Malcolm Temple: “Before we moved here, Karen and I were living in London. Karen was running a therapeutic restoration project in the walled garden at Chiswick House, I was making art and designing gardens and garden pavilions. We both realised how wonderful it would be to work together. We couldn’t afford lots of space in London so we began looking in Herefordshire, which was good value, and came across this house.

“We have designed it as a dance. The shape itself is a performance. If you look at an aerial shot of it, you can see the rhythms we have woven into its layout, a bit like the Nazca desert drawings. In fact, I tried to design the entire layout as though I was a bird, looking down over the three-acre woodland we’ve planted and working out what shapes I wanted to create out of them using pathways.

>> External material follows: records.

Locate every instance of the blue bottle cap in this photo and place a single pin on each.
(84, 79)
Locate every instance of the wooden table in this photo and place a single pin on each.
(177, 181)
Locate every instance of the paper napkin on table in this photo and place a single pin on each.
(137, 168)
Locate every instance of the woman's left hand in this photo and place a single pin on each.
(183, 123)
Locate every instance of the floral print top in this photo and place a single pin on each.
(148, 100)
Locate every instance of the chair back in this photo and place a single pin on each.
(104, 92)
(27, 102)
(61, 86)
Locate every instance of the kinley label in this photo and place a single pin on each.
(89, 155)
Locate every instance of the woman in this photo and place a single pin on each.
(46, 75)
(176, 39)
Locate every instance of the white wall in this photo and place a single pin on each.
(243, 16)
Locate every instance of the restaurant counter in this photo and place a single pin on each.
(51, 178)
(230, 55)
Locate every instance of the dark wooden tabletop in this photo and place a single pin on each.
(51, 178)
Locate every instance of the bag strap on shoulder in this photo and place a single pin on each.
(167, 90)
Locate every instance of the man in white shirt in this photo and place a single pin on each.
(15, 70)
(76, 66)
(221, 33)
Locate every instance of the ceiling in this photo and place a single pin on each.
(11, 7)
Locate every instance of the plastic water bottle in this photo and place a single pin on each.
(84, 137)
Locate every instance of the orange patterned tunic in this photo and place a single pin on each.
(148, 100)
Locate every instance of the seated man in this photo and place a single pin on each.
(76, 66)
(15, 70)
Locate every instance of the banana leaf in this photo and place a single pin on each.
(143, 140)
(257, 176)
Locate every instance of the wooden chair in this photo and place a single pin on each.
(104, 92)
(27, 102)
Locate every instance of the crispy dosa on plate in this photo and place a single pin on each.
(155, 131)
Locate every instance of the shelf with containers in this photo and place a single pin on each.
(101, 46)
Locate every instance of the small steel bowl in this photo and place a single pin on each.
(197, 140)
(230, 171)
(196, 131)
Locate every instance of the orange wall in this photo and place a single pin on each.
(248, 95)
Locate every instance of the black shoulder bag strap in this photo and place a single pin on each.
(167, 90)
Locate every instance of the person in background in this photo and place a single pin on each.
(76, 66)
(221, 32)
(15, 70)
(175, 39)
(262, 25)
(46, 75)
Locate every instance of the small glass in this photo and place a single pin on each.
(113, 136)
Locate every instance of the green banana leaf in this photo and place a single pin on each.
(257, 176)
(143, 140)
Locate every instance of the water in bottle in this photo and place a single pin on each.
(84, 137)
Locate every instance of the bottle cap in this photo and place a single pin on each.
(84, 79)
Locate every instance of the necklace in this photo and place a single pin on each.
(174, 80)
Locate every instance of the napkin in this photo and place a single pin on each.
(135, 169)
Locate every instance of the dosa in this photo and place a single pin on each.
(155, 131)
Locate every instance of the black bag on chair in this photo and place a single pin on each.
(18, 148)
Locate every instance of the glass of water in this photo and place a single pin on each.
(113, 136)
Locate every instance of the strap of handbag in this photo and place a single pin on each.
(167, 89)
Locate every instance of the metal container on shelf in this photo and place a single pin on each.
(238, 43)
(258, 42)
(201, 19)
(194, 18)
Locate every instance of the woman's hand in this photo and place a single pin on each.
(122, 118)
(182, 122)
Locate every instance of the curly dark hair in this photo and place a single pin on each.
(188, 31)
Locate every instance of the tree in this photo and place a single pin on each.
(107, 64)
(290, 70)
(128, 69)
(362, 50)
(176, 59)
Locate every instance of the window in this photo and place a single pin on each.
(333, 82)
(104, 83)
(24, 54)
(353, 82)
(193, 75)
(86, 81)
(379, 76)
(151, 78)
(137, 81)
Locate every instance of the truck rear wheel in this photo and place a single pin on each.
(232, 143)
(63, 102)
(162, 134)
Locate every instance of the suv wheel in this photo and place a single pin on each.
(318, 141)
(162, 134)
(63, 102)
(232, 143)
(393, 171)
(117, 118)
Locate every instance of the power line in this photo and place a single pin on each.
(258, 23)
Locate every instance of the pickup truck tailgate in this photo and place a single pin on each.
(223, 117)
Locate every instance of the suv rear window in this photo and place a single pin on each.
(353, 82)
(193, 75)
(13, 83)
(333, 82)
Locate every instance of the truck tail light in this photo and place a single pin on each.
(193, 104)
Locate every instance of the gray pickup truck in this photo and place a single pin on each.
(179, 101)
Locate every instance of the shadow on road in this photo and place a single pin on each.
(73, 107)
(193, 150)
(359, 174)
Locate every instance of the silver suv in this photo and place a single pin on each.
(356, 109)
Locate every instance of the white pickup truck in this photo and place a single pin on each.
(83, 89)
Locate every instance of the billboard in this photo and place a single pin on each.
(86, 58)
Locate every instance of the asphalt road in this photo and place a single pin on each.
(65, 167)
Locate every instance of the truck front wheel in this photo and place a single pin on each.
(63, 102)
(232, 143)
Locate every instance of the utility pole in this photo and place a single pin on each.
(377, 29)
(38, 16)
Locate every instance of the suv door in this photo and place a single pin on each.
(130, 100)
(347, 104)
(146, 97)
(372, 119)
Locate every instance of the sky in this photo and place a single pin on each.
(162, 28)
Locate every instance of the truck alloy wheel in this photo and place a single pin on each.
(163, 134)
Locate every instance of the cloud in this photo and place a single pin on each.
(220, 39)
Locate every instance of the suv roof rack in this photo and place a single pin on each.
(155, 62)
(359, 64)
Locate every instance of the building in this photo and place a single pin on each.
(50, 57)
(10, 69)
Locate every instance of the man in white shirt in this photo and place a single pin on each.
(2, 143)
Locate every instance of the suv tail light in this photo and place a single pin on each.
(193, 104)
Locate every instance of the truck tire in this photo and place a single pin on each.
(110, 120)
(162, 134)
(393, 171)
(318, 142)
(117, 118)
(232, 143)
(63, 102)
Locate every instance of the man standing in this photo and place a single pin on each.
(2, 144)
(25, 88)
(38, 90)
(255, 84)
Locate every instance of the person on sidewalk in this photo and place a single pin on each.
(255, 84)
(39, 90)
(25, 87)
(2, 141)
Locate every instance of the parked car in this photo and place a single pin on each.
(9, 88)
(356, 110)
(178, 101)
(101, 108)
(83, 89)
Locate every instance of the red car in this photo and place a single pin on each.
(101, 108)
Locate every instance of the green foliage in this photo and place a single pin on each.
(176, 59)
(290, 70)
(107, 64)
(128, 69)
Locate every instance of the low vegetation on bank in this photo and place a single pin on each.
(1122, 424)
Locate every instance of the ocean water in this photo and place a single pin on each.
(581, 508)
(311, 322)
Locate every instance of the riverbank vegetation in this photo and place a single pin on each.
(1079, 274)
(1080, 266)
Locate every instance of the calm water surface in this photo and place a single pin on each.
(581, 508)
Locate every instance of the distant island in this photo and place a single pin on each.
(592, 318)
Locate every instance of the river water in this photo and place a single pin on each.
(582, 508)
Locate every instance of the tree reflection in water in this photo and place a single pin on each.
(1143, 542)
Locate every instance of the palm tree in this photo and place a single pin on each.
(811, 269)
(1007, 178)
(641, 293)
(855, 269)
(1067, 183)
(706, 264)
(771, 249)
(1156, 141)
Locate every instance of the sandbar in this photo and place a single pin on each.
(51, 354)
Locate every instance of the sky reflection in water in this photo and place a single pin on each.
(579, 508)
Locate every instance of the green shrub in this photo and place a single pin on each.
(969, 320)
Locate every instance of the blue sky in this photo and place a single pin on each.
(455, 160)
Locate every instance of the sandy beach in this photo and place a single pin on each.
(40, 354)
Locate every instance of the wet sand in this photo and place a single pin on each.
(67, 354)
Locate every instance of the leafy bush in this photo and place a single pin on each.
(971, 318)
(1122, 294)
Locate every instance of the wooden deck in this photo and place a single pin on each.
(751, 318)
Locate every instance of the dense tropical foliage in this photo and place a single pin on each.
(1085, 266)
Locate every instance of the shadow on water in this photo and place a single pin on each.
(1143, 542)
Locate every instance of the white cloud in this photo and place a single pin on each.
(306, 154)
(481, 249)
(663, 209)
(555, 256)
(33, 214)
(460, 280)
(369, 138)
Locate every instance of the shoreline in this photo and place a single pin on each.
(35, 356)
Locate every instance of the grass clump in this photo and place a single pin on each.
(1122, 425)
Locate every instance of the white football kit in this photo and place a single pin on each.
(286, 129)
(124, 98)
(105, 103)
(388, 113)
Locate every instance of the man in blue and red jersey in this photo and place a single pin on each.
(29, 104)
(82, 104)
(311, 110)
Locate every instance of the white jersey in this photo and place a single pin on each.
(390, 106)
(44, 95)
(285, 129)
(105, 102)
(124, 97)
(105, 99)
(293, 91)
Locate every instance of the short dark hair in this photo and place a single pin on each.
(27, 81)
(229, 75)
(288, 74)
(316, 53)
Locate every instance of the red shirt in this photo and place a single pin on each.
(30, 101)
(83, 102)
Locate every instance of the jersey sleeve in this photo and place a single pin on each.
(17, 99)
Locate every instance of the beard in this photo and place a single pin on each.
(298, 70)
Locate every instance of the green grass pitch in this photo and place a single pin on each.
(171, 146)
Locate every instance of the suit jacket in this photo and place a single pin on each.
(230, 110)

“The garden is a performance on its own, but when you visit – and we do open it to those interested – the paths guide your movement in a way that makes you feel part of the dance. There is a flexibility to the choreography, however. I want people to feel surprised when they’re here, so when they come, we give them a groundplan, which they can either follow or ignore, letting the garden lead, if they wish. Either way, they will come across the various sculptures and buildings I’ve created throughout, each of which has been conceived as a moment of discovery.

“The paths that meander through the woodland and the terraces we’ve planted are key to the rhythm. They’re partly inspired by the meanders at Chiswick House, but also by William Kent’s work at Rousham, a garden that certainly changed me when I first visited. There, the woodland is not impenetrable but is instead a place of discovery, thanks to the paths that wander through it. I’ve also laid the trees out in particular patterns to underscore the rhythms. In the last decade we’ve planted three acres of indigenous tree species, with thanks to a grant from the Forestry Commission. It amazes me that some are already 40-foot high.

“The garden has lots of subtly distinct zones, or atmospheres, that roll into one another as you explore it. I wanted the house to have the same feeling too, which is why every room has a slightly different feeling to it. One place I’ve visited lots over the past 40 years is the V&A, which illustrates beautifully the myriad possibilities there are for interior environments, a taste of which I’ve tried to incorporate into our home.

“The spare bedroom, with the William Morris wallpaper, is an homage to his tea room and to the Arts and Crafts movement; the living room, meanwhile, is a place for contemplation and is consequently much calmer, installed with quiet 18th-century-style panelling. The Jewel Box Room is quite the opposite: high colour, exuberance and expression, which are things I’ve often explored in my sculpture and furniture. Upstairs, we’ve a little room that’s just for sitting and reading; one of my absolute bugbears in gardens is not having enough places to sit and enjoy the moment. It’s why I’m so keen on architecture within them.

“All the rooms in the house have places to display things. The urge to collect, arrange and display is wonderfully childish and I think it’s important we don’t lose it, just as I feel that dancing – an essential form of movement and expression that children learn without being taught – must be encouraged in us all so it doesn’t disappear underground. That’s what this house and garden are all about. They’re also about coming together, shared spaces for gathering. Community and togetherness are so important to us as a species.

“The garden is finished now. I will cherish the memories of it, but I’ve got other creative projects I want to do. I’ve an idea for a pageant of sorts – I’m not sure if it’s an opera or a dance or an exhibition – and I’d like to do up another house, making the building a performance as much as the garden. I want to create a place that can make you a different person once you’ve experienced it, just as art has taken me to new realms. Knowing we as humans have the resources within us to do that is just so exciting.”